Асессор сощурился в темноте, головой потряс, но приторное сновидение не сплывало, липло к памяти, словно патока к рукам. Открывает он платяной шкаф, и перед ним – щит управления. На нем две кнопки: черная и красная. Но щит – за стеклом, до кнопок не достать. Надо найти лом, разбить стекло, и завращается бетонная пробка. Она лежала тут же в шкафу – такая шершавая чушка. Асессор поднимал ее, оборачивался, чтобы показать самому же себе, другому себе, стоящему за спиной и не дающему лома. И словно переливался в этого другого себя, требовал, чтобы ему еще раз показали, а лучше он посмотрит сам. И шагал к шкафу, и все повторялось сначала, повторялось несчетное число раз – от этой несчетности было душно, тягостно…
Эк пробирает. Того и гляди, сорвешься и начнешь метаться по темным этажам в поисках выхода. Метаться неистово, однообразно и безуспешно, как зверь в клетке. Зверь, который, как тебя убеждали, стоит далеко позади по своему умственному развитию. Н-да, обстановочка!..
А ведь он в автобусе. Спит в автобусе на кресле, и все тело ноет от сидячего сна, ноет так, что больше не заснуть.

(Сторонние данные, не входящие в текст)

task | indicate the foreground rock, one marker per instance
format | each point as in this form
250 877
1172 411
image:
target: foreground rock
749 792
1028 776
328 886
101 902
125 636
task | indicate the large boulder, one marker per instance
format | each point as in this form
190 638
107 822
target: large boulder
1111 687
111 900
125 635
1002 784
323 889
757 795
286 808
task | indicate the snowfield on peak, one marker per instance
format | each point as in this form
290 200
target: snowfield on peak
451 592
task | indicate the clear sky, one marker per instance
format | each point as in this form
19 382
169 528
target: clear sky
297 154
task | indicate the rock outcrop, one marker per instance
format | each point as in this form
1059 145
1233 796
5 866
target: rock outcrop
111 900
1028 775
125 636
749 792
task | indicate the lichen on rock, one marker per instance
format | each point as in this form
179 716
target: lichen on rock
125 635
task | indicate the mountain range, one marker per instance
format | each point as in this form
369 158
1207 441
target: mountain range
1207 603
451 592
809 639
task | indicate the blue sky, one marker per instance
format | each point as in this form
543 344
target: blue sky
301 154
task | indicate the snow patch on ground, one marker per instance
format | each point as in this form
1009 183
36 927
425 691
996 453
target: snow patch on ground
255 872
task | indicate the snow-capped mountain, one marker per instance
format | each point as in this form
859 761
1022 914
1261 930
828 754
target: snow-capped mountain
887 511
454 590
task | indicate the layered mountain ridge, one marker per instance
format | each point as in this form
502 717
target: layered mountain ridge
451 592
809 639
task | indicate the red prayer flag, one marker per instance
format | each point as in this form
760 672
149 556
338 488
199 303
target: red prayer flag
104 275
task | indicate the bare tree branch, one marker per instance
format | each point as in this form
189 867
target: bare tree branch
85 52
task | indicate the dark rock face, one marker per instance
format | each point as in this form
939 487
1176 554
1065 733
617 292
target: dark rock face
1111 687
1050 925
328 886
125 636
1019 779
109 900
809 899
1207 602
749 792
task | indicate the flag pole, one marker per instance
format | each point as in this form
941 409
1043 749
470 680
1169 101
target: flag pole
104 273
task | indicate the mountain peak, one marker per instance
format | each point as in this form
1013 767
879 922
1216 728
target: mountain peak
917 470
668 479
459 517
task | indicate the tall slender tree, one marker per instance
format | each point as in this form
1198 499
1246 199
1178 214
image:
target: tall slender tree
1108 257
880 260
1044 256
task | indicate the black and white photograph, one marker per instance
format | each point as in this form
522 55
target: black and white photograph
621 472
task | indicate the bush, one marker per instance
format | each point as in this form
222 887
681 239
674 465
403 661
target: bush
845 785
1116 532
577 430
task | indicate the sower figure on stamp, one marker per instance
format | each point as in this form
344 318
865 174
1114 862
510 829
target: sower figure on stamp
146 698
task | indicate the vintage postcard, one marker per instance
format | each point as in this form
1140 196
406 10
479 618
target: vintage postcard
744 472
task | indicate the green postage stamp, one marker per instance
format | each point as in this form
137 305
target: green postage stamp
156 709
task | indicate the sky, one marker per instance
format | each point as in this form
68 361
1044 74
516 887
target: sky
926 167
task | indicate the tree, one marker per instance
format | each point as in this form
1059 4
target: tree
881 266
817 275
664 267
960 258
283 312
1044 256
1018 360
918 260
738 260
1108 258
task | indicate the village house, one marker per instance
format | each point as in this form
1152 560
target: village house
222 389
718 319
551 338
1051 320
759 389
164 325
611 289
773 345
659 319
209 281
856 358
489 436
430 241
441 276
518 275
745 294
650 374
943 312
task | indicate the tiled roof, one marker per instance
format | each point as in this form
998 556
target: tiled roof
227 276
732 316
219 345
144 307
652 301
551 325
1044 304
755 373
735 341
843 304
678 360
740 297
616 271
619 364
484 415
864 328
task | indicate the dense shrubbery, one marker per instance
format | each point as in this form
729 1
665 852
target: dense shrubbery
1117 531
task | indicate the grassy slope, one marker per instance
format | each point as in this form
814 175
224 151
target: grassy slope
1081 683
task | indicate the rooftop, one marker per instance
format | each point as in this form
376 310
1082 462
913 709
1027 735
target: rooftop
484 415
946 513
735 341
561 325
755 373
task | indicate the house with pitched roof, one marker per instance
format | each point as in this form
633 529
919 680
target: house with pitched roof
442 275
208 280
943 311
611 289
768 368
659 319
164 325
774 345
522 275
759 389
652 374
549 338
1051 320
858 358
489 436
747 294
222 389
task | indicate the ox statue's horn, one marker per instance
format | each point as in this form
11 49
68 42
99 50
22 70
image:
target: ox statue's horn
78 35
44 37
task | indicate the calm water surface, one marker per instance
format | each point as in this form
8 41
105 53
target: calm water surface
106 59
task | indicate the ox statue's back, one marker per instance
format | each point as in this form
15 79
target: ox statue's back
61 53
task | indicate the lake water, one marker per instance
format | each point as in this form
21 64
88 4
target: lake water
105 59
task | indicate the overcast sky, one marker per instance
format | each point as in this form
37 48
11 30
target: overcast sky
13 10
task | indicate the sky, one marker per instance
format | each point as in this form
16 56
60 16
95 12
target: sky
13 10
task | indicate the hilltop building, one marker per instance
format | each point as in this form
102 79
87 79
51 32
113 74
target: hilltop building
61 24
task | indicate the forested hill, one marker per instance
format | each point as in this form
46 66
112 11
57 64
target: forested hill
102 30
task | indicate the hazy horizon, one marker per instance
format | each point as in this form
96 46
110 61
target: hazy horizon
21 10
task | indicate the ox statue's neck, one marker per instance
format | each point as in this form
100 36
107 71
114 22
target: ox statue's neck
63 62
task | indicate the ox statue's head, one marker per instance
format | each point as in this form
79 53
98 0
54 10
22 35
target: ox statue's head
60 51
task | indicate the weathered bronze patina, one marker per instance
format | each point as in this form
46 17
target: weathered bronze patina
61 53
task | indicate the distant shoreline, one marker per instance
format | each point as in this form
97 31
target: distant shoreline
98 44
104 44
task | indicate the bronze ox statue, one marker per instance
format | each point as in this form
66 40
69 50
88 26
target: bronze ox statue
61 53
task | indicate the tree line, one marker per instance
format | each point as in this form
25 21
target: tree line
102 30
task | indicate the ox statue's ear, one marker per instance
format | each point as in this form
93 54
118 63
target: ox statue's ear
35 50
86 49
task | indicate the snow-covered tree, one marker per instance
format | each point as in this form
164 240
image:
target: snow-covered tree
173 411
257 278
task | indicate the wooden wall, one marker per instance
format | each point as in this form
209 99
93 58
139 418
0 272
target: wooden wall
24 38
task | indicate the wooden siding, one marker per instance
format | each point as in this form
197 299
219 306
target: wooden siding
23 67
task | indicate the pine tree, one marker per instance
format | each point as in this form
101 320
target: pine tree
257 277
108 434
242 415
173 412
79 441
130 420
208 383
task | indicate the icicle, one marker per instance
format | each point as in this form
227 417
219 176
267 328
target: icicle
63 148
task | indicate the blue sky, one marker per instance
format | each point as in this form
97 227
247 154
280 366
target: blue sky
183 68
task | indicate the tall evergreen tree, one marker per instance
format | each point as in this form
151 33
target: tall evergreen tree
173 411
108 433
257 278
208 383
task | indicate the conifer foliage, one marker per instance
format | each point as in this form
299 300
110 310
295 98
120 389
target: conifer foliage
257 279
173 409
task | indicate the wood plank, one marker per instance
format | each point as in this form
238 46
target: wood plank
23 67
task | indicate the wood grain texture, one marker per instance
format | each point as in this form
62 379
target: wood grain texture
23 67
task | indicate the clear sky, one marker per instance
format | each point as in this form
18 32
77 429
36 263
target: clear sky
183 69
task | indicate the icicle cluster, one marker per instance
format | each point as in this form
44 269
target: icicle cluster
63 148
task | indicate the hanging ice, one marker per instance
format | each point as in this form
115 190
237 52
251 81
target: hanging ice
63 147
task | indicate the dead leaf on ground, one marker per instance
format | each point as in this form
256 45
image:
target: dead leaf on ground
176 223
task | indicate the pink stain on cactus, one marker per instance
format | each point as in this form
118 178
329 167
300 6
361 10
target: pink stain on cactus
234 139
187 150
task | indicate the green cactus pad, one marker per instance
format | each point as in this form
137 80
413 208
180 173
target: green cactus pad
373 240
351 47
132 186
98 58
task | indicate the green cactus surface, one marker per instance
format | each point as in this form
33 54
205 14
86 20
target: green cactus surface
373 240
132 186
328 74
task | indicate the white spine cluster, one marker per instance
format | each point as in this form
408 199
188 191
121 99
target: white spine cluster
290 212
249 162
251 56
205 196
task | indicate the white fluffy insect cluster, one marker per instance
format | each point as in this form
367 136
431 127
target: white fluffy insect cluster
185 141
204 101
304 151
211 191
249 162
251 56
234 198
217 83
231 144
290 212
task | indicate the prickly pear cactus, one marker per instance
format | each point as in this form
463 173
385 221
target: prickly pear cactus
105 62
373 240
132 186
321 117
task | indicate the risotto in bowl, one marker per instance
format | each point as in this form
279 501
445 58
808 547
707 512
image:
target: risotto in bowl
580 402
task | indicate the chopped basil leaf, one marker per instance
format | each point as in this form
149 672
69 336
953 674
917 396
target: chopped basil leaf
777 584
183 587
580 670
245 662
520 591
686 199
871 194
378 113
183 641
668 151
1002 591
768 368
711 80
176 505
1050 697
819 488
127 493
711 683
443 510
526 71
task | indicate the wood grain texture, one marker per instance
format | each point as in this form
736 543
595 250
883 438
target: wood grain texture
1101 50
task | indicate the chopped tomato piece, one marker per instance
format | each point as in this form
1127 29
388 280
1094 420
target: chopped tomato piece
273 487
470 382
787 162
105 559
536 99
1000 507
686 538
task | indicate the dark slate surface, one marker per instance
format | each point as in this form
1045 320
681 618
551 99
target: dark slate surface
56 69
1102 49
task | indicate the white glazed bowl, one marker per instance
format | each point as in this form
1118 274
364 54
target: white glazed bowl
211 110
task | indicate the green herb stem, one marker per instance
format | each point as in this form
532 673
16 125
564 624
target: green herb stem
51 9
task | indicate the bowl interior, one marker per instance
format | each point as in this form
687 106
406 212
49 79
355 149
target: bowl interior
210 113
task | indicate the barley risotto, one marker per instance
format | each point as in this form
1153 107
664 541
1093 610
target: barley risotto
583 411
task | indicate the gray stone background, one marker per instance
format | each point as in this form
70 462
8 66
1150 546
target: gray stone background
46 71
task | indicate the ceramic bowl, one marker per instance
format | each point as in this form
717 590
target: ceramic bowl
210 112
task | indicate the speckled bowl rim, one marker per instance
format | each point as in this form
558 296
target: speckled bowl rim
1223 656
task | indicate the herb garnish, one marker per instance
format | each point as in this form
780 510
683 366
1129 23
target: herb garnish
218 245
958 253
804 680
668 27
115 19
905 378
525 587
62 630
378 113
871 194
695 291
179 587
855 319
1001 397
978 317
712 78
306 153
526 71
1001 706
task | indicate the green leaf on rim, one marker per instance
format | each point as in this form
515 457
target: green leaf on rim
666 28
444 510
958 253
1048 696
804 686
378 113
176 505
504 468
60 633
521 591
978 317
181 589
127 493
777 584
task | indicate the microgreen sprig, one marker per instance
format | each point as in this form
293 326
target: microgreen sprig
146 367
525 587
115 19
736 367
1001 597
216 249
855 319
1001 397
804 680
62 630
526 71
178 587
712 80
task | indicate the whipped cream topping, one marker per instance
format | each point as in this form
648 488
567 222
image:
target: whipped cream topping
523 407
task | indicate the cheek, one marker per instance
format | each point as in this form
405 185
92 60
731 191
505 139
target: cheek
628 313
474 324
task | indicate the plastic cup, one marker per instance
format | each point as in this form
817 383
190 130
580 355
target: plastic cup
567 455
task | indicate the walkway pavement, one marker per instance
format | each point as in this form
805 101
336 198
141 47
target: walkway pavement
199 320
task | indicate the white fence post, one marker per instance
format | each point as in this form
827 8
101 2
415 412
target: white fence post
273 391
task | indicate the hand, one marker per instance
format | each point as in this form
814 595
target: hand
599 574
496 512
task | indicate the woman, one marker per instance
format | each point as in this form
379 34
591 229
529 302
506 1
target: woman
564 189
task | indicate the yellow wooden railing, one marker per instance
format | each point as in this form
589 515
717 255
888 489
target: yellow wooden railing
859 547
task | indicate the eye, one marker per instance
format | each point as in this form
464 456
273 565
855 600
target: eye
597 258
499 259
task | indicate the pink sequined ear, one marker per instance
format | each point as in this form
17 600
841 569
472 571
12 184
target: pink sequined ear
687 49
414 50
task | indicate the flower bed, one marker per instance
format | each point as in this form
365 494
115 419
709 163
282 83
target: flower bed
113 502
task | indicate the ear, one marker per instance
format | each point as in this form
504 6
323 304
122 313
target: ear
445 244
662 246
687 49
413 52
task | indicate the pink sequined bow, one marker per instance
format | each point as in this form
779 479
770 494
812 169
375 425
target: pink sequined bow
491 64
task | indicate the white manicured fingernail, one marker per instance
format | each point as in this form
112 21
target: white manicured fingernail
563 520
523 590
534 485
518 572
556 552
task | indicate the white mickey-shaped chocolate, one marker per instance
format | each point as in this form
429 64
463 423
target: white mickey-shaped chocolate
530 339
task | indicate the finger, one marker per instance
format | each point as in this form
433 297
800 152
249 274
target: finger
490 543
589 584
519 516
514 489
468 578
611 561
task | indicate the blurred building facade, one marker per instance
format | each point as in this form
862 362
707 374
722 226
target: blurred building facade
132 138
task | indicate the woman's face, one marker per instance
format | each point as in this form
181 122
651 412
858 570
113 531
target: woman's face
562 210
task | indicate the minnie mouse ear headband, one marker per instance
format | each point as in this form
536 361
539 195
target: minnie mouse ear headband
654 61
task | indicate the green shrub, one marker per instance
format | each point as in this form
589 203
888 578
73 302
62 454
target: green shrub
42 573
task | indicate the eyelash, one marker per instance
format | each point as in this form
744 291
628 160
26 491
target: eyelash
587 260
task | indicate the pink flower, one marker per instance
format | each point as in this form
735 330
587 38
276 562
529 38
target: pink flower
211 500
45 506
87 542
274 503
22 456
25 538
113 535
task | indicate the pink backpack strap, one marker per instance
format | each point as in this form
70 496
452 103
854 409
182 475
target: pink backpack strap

Он вздохнул, нашарил кнопку под окном, нажал, и стекло посветлело, стал виден тускло освещенный зал, серые складки пыли на грубо беленной неровной стене… Тишина.
Не получалось с людьми. Кабы рассадить их по одному, дать каждому дело, а самому бдеть да обходить их с душевным разговором, – сорок восемь часов, назначенные Ван Ваттапом, тихо-мирно прокатились бы.